Extracting the title and text from retrieved web pages

The next stage of the pipeline is responsible for extracting an index-friendly, text-only version of the web page contents and its title. The easiest way to achieve this is by stripping off any HTML tag in the page body and replacing consecutive whitespace characters with a single space.

A fairly straightforward approach would be to come up with a bunch of regular expressions for matching and then removing HTML tags. Unfortunately, the fact that HTML syntax is quite forgiving (that is, you can open a tag and never close it) makes HTML documents notoriously hard to properly clean up just with the help of regular expressions. Truth be told, to cover all possible edge cases, we need to use a parser that understands the structure of HTML documents.

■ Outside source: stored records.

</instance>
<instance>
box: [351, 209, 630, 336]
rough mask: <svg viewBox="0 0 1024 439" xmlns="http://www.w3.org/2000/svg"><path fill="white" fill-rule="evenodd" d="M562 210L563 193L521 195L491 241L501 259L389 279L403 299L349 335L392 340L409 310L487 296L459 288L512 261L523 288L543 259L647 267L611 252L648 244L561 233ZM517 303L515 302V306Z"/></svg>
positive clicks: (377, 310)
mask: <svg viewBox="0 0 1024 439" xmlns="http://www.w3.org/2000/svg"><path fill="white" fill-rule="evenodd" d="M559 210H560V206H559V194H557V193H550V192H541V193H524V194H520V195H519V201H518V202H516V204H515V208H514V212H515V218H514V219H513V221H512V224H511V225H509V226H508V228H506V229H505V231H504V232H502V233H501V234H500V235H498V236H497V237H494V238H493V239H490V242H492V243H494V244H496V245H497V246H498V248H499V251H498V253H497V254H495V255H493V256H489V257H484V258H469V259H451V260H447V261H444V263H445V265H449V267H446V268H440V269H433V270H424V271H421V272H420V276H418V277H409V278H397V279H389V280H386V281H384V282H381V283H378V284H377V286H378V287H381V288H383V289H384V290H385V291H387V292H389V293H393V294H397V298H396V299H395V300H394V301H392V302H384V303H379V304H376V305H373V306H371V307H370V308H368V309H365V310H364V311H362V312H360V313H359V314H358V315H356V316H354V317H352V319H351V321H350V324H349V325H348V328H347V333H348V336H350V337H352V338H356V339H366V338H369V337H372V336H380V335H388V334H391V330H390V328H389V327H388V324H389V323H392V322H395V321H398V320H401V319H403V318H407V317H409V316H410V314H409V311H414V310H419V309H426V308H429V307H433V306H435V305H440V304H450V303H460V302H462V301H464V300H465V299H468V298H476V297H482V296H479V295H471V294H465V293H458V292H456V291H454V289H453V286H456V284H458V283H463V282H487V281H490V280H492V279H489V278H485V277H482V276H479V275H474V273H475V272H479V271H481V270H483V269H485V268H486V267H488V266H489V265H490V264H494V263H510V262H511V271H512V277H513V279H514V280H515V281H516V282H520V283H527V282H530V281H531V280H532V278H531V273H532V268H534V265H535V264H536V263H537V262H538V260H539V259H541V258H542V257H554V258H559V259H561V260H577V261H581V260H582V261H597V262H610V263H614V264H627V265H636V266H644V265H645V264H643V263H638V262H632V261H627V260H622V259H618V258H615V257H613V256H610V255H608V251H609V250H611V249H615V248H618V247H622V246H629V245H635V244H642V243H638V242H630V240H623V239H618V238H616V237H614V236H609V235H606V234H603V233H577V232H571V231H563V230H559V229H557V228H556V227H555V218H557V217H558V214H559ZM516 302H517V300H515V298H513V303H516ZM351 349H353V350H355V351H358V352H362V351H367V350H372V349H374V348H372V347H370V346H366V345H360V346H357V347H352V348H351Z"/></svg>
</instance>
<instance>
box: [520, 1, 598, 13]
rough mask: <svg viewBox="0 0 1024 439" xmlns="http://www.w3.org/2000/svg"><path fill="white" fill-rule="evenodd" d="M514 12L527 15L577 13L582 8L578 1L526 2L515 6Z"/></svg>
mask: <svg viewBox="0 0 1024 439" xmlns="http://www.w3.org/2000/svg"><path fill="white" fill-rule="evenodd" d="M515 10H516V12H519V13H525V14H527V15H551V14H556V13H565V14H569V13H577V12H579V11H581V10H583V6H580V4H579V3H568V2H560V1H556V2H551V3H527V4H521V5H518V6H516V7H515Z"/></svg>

Instead of reinventing the wheel, we will rely on the bluemonday ^[2] Go package for our HTML sanitization needs. The package exposes a set of configurable filtering policies that can be applied to HTML documents. For our particular use case, we will be using a strict policy (obtained via a call to the bluemonday.StrictPolicy helper) that effectively removes all HTML tags from the input document.

A small caveat is that bluemonday policies maintain their own internal state and are therefore not safe to use concurrently. Consequently, to avoid allocating a new policy each time we need to process a payload, we will be using a sync.Pool instance to recycle bluemonday policy instances. The pool will be initialized when a new textExtractor instance is created, as follows:

type textExtractor struct {
    policyPool sync.Pool
}

func newTextExtractor() *textExtractor {
    return &textExtractor{
        policyPool: sync.Pool{
            New: func() interface{} {
                return bluemonday.StrictPolicy()
            },
        },
    }
}

Let's take a closer look at the text extractor's Process method implementation:

func (te *textExtractor) Process(ctx context.Context, p pipeline.Payload) (pipeline.Payload, error) {
    payload := p.(*crawlerPayload)
    policy := te.policyPool.Get().(*bluemonday.Policy)

    if titleMatch := titleRegex.FindStringSubmatch(payload.RawContent.String()); len(titleMatch) == 2 {
        payload.Title = strings.TrimSpace(html.UnescapeString(repeatedSpaceRegex.ReplaceAllString(
            policy.Sanitize(titleMatch[1]), " ",
        )))
    }
    payload.TextContent = strings.TrimSpace(html.UnescapeString(repeatedSpaceRegex.ReplaceAllString(
        policy.SanitizeReader(&payload.RawContent).String(), " ",
    )))

    te.policyPool.Put(policy)
    return payload, nil
}

After obtaining a new bluemonday policy from the pool, we execute a regular expression to detect whether the HTML document contains a <title> tag. If a match is found, its content is sanitized and saved into the Title attribute of the payload. The same policy is also applied against the web page contents, but this time, the sanitized result is stored in the TextContent attribute of the payload.